A few years ago, his already poor hearing got worse. His balance went and more than once he nearly fell into the spa swimming pool at work. Headaches, tiredness and confusion set in. Then one morning, after he’d not long seen his neurologist, he showed me a letter that had just come through the door. I remember reading the diagnosis: Superficial Sidersosis. I’d never heard of it before but it didn’t sound that harmful, right?

So, I went online. With a background in research, I struggled to glean the information I needed from fragments of medical papers published by scattered doctors as well as blog posts by a few, earnest writers. Here a little, there a little – as I pieced things together I started to see the whole picture.
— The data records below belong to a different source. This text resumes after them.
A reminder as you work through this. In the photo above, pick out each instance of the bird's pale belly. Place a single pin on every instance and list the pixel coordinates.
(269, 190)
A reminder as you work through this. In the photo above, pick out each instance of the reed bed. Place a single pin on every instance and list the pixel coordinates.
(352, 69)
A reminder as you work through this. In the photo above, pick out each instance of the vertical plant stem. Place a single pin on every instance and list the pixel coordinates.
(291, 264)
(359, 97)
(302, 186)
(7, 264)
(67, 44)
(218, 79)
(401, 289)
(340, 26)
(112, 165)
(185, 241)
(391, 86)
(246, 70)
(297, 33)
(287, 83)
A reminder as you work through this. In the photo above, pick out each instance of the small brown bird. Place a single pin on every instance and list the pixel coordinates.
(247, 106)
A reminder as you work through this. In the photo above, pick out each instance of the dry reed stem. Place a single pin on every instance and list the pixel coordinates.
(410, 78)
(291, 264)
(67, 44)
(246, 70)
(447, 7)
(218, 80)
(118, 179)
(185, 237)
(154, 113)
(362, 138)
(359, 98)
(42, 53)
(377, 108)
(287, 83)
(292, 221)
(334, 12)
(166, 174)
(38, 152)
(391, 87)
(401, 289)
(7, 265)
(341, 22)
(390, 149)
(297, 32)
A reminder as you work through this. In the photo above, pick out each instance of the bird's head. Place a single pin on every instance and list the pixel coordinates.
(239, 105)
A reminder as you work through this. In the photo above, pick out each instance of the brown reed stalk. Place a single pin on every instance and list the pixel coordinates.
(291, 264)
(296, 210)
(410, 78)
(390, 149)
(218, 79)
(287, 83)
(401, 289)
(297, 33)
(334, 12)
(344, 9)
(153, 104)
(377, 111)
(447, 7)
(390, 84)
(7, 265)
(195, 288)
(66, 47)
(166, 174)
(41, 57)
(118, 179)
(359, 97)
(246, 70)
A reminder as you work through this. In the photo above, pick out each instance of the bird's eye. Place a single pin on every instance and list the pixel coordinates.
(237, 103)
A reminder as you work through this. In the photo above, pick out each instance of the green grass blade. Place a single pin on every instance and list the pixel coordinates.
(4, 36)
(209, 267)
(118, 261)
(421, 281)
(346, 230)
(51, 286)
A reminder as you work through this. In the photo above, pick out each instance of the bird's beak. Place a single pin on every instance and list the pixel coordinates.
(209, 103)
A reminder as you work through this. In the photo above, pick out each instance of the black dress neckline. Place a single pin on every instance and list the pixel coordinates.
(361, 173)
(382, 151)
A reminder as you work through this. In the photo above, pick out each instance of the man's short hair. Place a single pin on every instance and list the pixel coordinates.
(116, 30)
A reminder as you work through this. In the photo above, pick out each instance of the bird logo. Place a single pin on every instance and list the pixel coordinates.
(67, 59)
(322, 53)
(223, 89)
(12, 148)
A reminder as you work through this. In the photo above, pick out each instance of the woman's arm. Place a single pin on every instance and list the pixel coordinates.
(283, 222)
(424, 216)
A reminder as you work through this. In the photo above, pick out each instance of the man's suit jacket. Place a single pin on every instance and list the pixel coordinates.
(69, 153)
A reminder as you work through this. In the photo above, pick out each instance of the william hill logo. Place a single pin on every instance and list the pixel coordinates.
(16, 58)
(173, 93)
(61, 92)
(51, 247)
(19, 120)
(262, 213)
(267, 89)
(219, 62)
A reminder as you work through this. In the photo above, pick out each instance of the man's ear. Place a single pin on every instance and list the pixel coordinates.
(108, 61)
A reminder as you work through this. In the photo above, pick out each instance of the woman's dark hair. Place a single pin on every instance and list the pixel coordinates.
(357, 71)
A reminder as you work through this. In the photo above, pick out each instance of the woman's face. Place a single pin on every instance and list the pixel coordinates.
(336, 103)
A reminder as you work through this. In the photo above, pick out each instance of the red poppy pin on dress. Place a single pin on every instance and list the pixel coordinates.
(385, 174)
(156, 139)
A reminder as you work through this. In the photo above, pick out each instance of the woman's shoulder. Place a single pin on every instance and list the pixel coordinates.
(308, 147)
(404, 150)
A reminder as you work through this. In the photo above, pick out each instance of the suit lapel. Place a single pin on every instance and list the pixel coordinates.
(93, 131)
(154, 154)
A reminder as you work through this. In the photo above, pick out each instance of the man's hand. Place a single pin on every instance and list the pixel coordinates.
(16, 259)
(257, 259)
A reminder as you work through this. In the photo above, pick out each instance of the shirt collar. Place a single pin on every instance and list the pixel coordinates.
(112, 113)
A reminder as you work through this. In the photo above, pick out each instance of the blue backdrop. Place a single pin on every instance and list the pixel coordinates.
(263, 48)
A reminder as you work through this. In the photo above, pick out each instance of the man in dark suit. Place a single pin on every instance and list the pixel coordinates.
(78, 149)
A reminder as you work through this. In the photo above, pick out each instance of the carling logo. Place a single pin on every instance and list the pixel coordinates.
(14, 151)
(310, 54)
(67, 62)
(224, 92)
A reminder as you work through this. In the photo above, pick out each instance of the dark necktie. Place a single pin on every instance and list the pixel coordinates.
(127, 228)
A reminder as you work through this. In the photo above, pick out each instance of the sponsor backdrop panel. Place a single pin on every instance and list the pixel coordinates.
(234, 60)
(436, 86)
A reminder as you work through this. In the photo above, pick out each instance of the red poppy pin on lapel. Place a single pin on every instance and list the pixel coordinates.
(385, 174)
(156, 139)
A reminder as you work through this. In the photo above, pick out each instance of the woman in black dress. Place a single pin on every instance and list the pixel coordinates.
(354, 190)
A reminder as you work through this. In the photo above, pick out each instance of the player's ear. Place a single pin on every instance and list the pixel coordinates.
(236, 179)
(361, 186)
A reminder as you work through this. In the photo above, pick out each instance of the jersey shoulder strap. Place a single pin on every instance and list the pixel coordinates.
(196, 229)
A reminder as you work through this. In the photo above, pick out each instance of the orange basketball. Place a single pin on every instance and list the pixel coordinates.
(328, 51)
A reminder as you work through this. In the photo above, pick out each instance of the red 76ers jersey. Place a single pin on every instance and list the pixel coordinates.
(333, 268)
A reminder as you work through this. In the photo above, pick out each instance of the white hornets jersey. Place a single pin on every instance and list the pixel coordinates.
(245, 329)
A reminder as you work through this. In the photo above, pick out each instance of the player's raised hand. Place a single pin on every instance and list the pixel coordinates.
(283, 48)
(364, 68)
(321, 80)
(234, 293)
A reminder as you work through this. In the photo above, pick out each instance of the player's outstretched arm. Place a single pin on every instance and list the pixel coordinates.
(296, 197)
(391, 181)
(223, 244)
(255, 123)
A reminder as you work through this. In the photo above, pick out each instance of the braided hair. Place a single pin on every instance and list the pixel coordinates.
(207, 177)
This monster was going to take away my friend’s life.

Then I stumbled across a small research programme in the USA – a doctor was trialling pioneering use of a drug. I persuaded my friend’s neurologist to prescribe it. Then came the fight for funding. Testing my skills to the limit, I sat at my dining room table and put together a report on up-to-date research and the who/where/how of the other few patients being treated in the UK – and took it to our local MP. We got the funding but his neurologist, whilst always supportive, was sceptical. In a long career, my friend was the third person he’d seen with the condition and I could tell his reasons for not giving us false hope were compassionate as much as professional.

But through mind-fog my friend came back fighting. Over lattes in a town-centre coffee shop, one weekday morning, The Silent Bleed was born. It would make sure that those suffering the distressing, draining, confusing diagnosis letter would have somewhere to turn for easily accessible information; so they wouldn’t be alone; so they’d have access to an expert. It would be a hub for fundraising for research, discussion, support.

It felt a bit like facing down a t-rex with a kitchen knife – but I figured many knives together might do the trick.

We set up a website, established links with Dr Levy at Johns Hopkins in Baltimore and then started chatting to Dr Werring at the Queen’s Square stroke centre in London. We waded through reams of paperwork to become a UK registered charity and started organising fundraising events. All the while, my friend’s health deteriorated but his determination didn’t.

The future is still uncertain and I live with this every day but at least the charity gives me a way to fight back when things seem hopeless. I’m regularly overwhelmed by the generosity of others: the benefit in lieu of flowers we get when someone has sadly passed away; businesses who give their time and services for free; volunteers who get together in a back room of the pub to make lists and stick tombola labels on bottles.

 

Then there’s the online conversations we have with people – someone who’s introduced their mother’s neurologist to Superficial Siderosis because of something they’ve read on our site and got the diagnosis and treatment they need. The leaflets we send across the world to raise awareness with medical staff. The hits on the website, searching for symptoms and tips to cope with everyday life.

I think back to the thunderclap that was the diagnosis letter. How that spring, I barely noticed the flowers, the birds, the days getting longer. I was under the cloud of this debilitating, degenerative, cruel condition, all the while, my friend was sitting in the sun. He knew.

 

He knew we were at the start of something way bigger than two buddies sharing cake in a coffee shop.